Dramatische Eskalation im algerischen Geiseldrama: Bei der Erstürmung der von Islamisten besetzten Industrieoase In Amenas haben algerische Truppen angeblich 650 Geiseln befreit. 60 ausländische Geiseln würden aber noch vermisst, berichtete die algerische Nachrichtenagentur APS unter Berufung auf Sicherheitskreise. Es gab zahlreiche Tote. Islamisten kündigten als Reaktion auf den Armeeeinsatz weitere Anschläge an.
Die Regierungstruppen durchsuchten die Gasförderanlage und die angrenzende Wüste. Während bereits Überlebende aus In Amenas ausgeflogen wurden, dauerte der Militäreinsatz am Freitag an. Mehrere Islamisten hatten sich mit Geiseln im Industriebereich verschanzt. Soldaten einer Elitetruppe versuchten laut APS, sie zum Aufgeben zu bewegen Kommunikationsminister Mohand Said Oublaid erklärte aber, Algerien werde sich niemals erpressen lassen. «Wer glaubt, wir würden mit Terroristen verhandeln, täuscht sich.»
650 Geiseln befreit
Unter den Befreiten sind laut APS 573 Algerier und mehr als die Hälfte der 132 ausländischen Mitarbeiter der Anlage. Unklar blieb, wie viele Menschen bei der Geiselnahme und dem anschließenden Militäreinsatz umkamen. Ein Islamistenkommando hatte die gemeinsam von BP, Sonatrach und Statoil betriebene moderne Industrieanlage mit 700 Mitarbeitern am Mittwoch gestürmt.

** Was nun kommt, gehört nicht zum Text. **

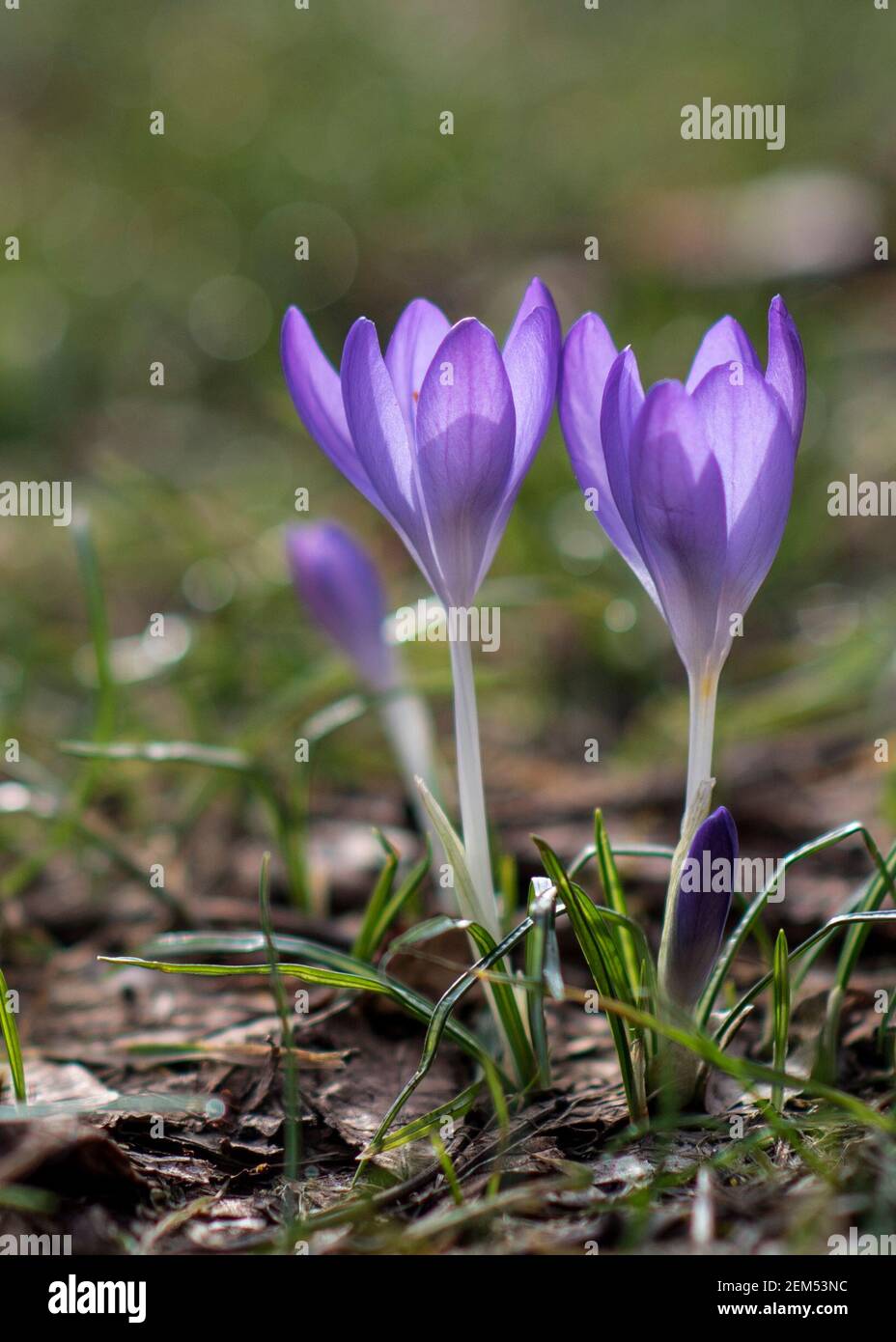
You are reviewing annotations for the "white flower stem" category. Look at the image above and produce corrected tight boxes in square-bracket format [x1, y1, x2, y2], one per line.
[448, 639, 500, 940]
[685, 668, 719, 818]
[658, 667, 721, 989]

Es reagierte damit auf die Entscheidung Algeriens, Frankreich Überflugrechte für Kampfflugzeuge im Mali-Einsatz zu geben. Die algerischen Streitkräfte begannen am Donnerstag mit Unterstützung von Hubschraubern, die Industrieoase zurückzuerobern.
Kritik
Das harte Vorgehen ohne Rücksicht auf das Leben der Geiseln brachte Algerien Unverständnis und heftige Kritik vieler Regierungen ein, darunter der aus Großbritannien. Der japanische Ministerpräsident Shinzo Abe rief Algerien auf, dem Schutz des Lebens der Geiseln Vorrang zu geben. Das ebenfalls betroffene Frankreich stellte sich allerdings gegen den Chor der Kritiker. Die Algerier seien mit einer sehr komplexen Lage konfrontiert, erklärte das Pariser Außenministerium. US-Verteidigungsminister Leon Panetta drohte den Geiselnehmern Konsequenzen an. «Die Terroristen sollten wissen, dass es für sie kein Versteck, keinen Fluchtpunkt gibt», sagte Panetta in London.
Weitere Anschläge geplant
Die Islamisten zeigten sich unbeeindruckt und kündigten weitere Anschläge auf westliche Interessen an. Alle Algerier seien aufgerufen, sich «abseits von Standorten ausländischer Unternehmen zu halten», erklärte einer ihrer Sprecher der mauretanischen Agentur Agence Nouakchott d'Information (ANI) am Freitag. «Wir werden auftauchen, wo uns niemand erwartet.»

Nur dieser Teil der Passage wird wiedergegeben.